Eu fiz polissonografia.
Eu quero anular o resultado. Eu quero VAR.
Não vale.
É um exame importante, mas como você vai reproduzir o estado natural do seu sono com vários fios presos no seu corpo?
Você não pode se mexer. É como se estivesse amarrado a um poste. São colocados um eletrodo na região frontal direita, um na região central direita, um na região occipital direita e três na mastoide esquerda.
Não existe chance de passar uma noite agradável e espontânea. Qualquer um vai roncar, vai ter apneia, vai suar frio.
Você será reprovado por antecipação. Se não sofre nenhum desvio, com aquela experiência traumática, apresentará anomalias.
Quando fiz o teste, fui obrigado a dormir às 20h. Nem na minha infância dormia tão cedo assim. O sono não vinha. O pesadelo da ansiedade é que surgia no seu lugar.

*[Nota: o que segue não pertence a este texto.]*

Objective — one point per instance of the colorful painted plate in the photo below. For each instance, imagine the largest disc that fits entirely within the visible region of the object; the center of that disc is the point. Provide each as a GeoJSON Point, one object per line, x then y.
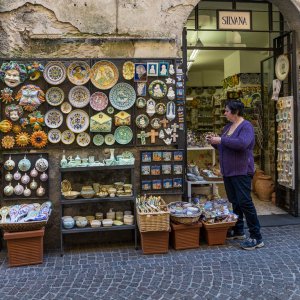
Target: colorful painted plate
{"type": "Point", "coordinates": [122, 96]}
{"type": "Point", "coordinates": [53, 118]}
{"type": "Point", "coordinates": [78, 121]}
{"type": "Point", "coordinates": [83, 139]}
{"type": "Point", "coordinates": [79, 72]}
{"type": "Point", "coordinates": [55, 72]}
{"type": "Point", "coordinates": [79, 96]}
{"type": "Point", "coordinates": [54, 136]}
{"type": "Point", "coordinates": [104, 75]}
{"type": "Point", "coordinates": [55, 96]}
{"type": "Point", "coordinates": [157, 89]}
{"type": "Point", "coordinates": [98, 101]}
{"type": "Point", "coordinates": [67, 137]}
{"type": "Point", "coordinates": [123, 135]}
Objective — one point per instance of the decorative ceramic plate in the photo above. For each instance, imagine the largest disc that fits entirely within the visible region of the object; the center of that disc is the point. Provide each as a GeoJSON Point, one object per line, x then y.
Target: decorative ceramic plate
{"type": "Point", "coordinates": [109, 139]}
{"type": "Point", "coordinates": [282, 67]}
{"type": "Point", "coordinates": [142, 121]}
{"type": "Point", "coordinates": [66, 107]}
{"type": "Point", "coordinates": [128, 70]}
{"type": "Point", "coordinates": [123, 135]}
{"type": "Point", "coordinates": [157, 89]}
{"type": "Point", "coordinates": [98, 139]}
{"type": "Point", "coordinates": [79, 96]}
{"type": "Point", "coordinates": [53, 118]}
{"type": "Point", "coordinates": [54, 136]}
{"type": "Point", "coordinates": [98, 101]}
{"type": "Point", "coordinates": [122, 96]}
{"type": "Point", "coordinates": [83, 139]}
{"type": "Point", "coordinates": [104, 75]}
{"type": "Point", "coordinates": [67, 137]}
{"type": "Point", "coordinates": [78, 121]}
{"type": "Point", "coordinates": [55, 96]}
{"type": "Point", "coordinates": [55, 72]}
{"type": "Point", "coordinates": [78, 72]}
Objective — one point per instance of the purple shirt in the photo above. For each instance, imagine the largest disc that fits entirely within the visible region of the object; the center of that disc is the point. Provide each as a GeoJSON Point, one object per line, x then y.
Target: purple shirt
{"type": "Point", "coordinates": [236, 150]}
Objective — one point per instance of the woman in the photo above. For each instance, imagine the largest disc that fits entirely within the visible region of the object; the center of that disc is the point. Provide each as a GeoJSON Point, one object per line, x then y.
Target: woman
{"type": "Point", "coordinates": [237, 166]}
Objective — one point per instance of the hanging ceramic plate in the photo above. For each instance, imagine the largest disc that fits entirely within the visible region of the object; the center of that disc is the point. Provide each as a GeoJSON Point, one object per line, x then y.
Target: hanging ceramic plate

Ainda por cima, o laboratório me deixou numa sala que parecia um escritório, sem blecaute, com um computador barulhento ao lado da cama e o visor luminoso da tela tirando a minha atenção.
E a cama era dura como adormecer no chão. E funcionários entravam e saíam por duas portas, sempre me despertando com seus acessos repentinos e imprevisíveis. Ficava conjecturando: “qual porta será aberta? A do fundo ou a da frente?”.
Não adiantava dormir de pijama, melhor seria deitar de jeans e camisa. Afinal, não desfrutava de privacidade.
Se batia vontade de ir ao banheiro, precisava de uma operação de choque para não perder os pontos dos sensores. Tinha que chamar alguém, a partir de uma campainha, para me ajudar.
Eu olhava para o teto, apagava um pouco, acordava assustado. Realizei blocos de dormência de uma hora e meia. A impressão é que não descansei, vivi uma guerra.
E a sede? Não havia como molhar a garganta. Nunca uma madrugada demorou tanto para acabar. Oito horas contadas em minutos no relógio do celular.
Tentei contestar a avaliação — a pior possível —, mas as autoridades médicas alegaram que aquela situação de martírio e abandono selvagem não alterava os dados.
Recomendaram o uso de um aparelho, o CPAP, sigla em inglês para Pressão Positiva Contínua nas Vias Aéreas.
A sensação é que transformei meu quarto numa UTI, com um trambolho que monitora e produz o oxigênio, uma máscara nasal que veda as vias respiratórias e um tubo que liga o aparelho à máscara. É uma espécie de nebulização sofisticada.
Experimentei três máscaras em três meses. Nenhuma se adaptava ao meu rosto estranho, meu céu da boca estreito, minhas narinas refratárias.
Eu me transformei num elefante para dormir, arrastando uma tromba artificial para a direita e para a esquerda, não encontrando uma posição ideal.
Casal moderno é isso: um com CPAP, e outro com protetor para bruxismo.
Como namorar? Como beijar? Como estabelecer juras românticas? Como dormir de conchinha?
Ninguém pensa na sobrevivência do romance e do carinho?
Se eu ronco, não salvo o meu casamento. Se eu ponho os tentáculos, não salvo o meu casamento.
Ser (roncando) ou não ser (com CPAP), eis a questão.